Publie le vendredi 30 juillet 2004 par Open-Publishing

" Qui ne connaît la vérité n’est qu’un imbécile.

Mais qui, la connaissant, la nomme mensonge, celui-là est un criminel ! "

( Galilée )

A Bussang, dans les Vosges, Christophe Rauck met en scène "La Vie de Galilée". Le dramaturge allemand s’interroge : l’astronome a-t-il nié pour sauver la science ou sa vie ?

"En l’an de grâce seize cent neuf à Padoue/La clarté du savoir jaillit d’un pauvre bouge./Galileo Galilei calcula tout :/Ce n’est pas le Soleil mais la Terre qui bouge." La Vie de Galilée, de Bertolt Brecht, suit précisément la trame biographique de l’astronome-mathématicien pisan (1564-1642), la résume et la commente d’un seul mouvement de phrase, dense et allègre. L’époque : "Les villes sont étroites et les têtes aussi. Peste et superstition" ; l’effondrement d’un système : "Il est apparu que les cieux sont vides. Alors un rire joyeux retentit" ; l’apparition du nouveau : "En une nuit, l’univers avait perdu son centre et, au matin, il en avait d’innombrables."

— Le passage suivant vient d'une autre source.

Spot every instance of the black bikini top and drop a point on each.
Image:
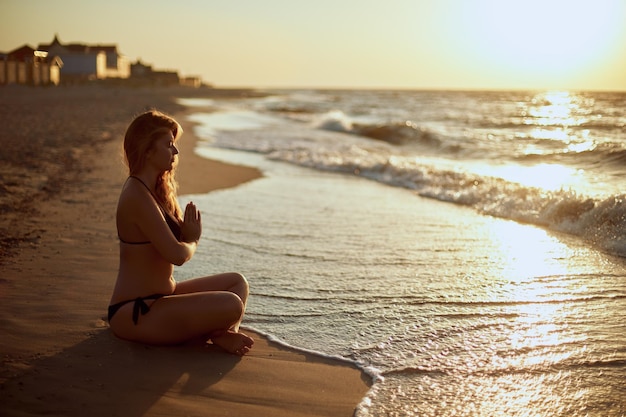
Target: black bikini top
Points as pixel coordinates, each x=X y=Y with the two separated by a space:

Deux lentilles ajustées dans un tube braqué sur l’infini et les hypothèses de Copernic sont vérifiables, de visu. Voir, c’est savoir. Pour éviter que d’autres voient ce qu’ils nient voir, les prélats envoient l’Inquisition fermer les paupières. L’oil populaire n’en perce pas moins l’obscurité. Ses baladins vont proclamant la nouvelle. Un théâtre se lève contre l’Eglise, des valets contre des maîtres, la science brechtienne est vérité, révolutionnaire, en soi.

Devant ses disciples, Galilée s’emballe : "Qui ne connaît la vérité n’est qu’un imbécile. Mais qui, la connaissant, la nomme mensonge, celui-là est un criminel !" Pourtant, face aux instruments de torture, il nie. Pour se sauver, ou pour sauver la vérité ? Cette question taraude Brecht. Peut-on être "criminel" pour ne pas trahir la science, la révolution ?

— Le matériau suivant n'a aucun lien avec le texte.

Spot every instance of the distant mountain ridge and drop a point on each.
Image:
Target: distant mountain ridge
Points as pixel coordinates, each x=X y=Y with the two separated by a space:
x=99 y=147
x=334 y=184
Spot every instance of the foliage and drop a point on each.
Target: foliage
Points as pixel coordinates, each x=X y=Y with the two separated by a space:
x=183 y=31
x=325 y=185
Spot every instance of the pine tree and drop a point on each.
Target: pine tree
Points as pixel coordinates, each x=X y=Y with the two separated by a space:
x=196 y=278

La pièce connaît une première version en 1938, période de l’exil danois de Brecht auprès des équipes du physicien Niels Bohr. Une deuxième version marque la rencontre du dramaturge et de Charles Laughton, mis en scène à Beverley Hills, occasion de délicates et fructueuses discussions américano-allemandes sur l’acteur, d’où Brecht tire un grand texte, "Composition d’un rôle" (Ecrits sur le théâtre), plus marquant peut-être que ses interrogations sur la place du scientifique après Hiroshima. La troisième et dernière version, donnée ici, est celle du Berliner. Ceux qui voient sous le dessin de Galilée un autoportrait de Brecht font peser la question de la rétractation d’un autre poids, celui de l’intellectuel, du dramaturge, enfermé dans le camp socialiste. Brecht ne demandait pas tant de sollicitude.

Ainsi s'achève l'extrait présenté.